The Virgen del Camino is a Marian devotion in Spain. According to legend, the Virgin appeared to a shepherd in 1505 on the site where the Basilica now stands in the town of Virgen del Camino west of León. She was made the patron of the Kingdom of León from 1738 and has been the patron of the region of León since 1914.


León: Catedral de Santa María – Capilla de Santiago/Virgen del Camino – statues above top of altar, vaulted ceiling, and stained glass windows (commons.wikimedia.org).



‏‎6:27 PM – León: Catedral de Santa María – Capilla de Santiago/Virgen del Camino – view from rear of chapel nave back through glass doors through Capilla del Tránsito into main body of Cathedral, across N aisle and main altar, with windows above Capilla del Cristo in S aisle in distance.

After mass, we returned to Hostal Boccalino and sat outside their bar for a while.
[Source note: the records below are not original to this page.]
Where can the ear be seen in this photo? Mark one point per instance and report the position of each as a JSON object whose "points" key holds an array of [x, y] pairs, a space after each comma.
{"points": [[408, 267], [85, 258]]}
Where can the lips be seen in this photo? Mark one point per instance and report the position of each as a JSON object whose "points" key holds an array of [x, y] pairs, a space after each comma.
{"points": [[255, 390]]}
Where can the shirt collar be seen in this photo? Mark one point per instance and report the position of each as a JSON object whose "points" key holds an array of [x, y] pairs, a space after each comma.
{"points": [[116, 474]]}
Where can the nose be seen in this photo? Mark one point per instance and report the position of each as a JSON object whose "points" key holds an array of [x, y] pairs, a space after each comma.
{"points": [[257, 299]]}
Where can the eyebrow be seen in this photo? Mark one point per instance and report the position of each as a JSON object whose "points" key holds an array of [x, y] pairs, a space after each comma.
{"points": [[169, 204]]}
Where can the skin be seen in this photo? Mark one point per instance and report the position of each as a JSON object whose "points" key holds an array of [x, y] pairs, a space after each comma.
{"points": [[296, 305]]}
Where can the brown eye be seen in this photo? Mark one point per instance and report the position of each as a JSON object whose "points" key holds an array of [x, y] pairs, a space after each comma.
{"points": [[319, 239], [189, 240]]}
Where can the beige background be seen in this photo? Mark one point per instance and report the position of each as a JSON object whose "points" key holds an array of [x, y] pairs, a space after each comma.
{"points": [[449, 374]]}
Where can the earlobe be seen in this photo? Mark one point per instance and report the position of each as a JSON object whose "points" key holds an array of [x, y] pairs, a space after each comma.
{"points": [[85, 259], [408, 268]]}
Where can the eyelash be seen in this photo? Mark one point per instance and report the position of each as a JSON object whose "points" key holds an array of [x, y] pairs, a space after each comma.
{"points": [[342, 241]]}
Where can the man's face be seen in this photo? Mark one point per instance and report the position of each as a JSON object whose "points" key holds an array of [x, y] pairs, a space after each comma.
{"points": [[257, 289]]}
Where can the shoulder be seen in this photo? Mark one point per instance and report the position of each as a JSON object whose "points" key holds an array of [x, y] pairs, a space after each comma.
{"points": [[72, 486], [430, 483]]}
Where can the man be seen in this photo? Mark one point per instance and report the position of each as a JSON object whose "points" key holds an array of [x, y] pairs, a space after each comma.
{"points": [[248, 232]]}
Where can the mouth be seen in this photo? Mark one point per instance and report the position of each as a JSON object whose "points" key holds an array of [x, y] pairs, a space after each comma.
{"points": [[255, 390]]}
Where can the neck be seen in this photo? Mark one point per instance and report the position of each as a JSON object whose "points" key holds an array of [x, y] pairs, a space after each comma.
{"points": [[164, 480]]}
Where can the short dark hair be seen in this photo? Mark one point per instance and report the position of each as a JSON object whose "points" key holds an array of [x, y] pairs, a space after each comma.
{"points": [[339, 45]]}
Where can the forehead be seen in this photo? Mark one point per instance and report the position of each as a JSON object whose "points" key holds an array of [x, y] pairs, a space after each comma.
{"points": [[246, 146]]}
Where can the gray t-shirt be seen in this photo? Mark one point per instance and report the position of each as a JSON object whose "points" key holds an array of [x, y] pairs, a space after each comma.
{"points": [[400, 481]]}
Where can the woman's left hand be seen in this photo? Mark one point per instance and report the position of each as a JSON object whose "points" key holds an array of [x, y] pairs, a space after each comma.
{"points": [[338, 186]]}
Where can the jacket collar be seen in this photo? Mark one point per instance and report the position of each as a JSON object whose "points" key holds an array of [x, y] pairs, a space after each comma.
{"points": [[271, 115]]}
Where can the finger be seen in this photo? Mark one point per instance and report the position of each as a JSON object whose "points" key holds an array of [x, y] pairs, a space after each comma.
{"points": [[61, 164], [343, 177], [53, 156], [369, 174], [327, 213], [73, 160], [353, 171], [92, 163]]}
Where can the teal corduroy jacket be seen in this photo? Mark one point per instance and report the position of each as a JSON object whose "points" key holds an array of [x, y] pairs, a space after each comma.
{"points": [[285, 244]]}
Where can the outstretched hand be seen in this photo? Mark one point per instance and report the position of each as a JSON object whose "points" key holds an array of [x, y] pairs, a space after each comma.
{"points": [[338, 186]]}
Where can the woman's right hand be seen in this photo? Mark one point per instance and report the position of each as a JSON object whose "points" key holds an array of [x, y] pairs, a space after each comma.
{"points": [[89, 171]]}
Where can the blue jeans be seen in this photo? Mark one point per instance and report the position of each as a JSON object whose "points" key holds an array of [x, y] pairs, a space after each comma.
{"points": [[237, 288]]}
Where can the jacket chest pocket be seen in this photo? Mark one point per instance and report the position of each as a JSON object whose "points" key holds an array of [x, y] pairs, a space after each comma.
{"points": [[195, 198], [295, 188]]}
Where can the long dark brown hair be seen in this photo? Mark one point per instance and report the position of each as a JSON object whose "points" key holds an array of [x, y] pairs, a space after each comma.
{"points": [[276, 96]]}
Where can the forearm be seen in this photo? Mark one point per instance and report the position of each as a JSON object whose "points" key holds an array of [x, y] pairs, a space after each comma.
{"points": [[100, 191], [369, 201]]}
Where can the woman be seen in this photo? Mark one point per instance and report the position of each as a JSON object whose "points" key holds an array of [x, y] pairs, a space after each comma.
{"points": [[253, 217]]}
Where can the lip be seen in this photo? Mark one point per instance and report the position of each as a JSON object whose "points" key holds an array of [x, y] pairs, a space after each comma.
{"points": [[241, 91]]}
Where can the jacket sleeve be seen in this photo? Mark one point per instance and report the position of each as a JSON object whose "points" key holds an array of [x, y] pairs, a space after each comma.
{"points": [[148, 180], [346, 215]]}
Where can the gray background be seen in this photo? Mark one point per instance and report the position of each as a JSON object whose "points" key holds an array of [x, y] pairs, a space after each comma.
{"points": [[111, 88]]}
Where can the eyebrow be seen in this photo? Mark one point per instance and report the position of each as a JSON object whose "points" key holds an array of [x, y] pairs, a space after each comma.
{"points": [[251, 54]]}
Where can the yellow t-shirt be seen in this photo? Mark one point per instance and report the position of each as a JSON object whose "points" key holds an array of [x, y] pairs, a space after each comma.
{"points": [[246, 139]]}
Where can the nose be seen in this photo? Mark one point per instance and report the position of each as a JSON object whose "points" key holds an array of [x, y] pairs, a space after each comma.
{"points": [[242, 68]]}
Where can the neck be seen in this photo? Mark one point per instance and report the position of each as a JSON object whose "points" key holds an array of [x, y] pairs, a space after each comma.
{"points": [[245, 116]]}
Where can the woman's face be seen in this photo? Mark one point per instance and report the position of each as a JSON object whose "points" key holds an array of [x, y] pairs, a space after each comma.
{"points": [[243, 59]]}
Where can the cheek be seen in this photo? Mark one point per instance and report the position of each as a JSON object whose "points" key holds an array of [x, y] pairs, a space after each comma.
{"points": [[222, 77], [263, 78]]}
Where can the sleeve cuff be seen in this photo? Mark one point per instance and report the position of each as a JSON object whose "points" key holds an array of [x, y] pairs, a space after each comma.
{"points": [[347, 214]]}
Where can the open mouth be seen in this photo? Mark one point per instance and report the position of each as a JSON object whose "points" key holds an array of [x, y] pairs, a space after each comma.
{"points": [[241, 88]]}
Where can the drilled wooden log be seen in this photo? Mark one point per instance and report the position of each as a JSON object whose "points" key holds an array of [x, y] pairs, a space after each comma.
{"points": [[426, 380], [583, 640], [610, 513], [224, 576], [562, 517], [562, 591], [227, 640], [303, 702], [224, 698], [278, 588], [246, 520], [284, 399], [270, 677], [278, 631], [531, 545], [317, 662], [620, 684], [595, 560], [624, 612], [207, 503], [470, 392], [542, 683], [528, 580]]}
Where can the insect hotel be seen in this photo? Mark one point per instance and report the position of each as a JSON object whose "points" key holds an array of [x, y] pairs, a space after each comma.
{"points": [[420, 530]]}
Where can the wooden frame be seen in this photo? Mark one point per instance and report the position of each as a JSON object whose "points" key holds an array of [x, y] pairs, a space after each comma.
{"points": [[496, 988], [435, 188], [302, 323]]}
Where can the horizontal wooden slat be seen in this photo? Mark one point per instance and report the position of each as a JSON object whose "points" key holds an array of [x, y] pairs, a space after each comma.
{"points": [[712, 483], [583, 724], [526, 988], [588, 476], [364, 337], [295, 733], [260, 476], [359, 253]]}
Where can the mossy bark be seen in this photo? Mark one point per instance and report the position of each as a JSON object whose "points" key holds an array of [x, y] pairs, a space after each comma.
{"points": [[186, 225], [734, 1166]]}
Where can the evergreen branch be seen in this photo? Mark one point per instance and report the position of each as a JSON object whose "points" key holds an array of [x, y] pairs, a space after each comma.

Back in our room, we watched a quiz show on TV. Then we went to the half-board dinner at the Boccalino restaurant (across the square) and got the menu (probably the menú del día worth 12€ each): 1st course: both had tomato and cheese salad; 2nd course: MT had lenguada (sole), not much on bones, with boiled potatoes and salad/ Don pimientos rellenos [stuffed peppers (with bacalao)]; dessert: both had ice cream (MT vanilla/Don fresas [strawberry]).


‏‎9:42 PM – León: Plaza de San Isidoro with Basilica de San Isidoro illuminated (view from outdoor table in front of hostal’s bar).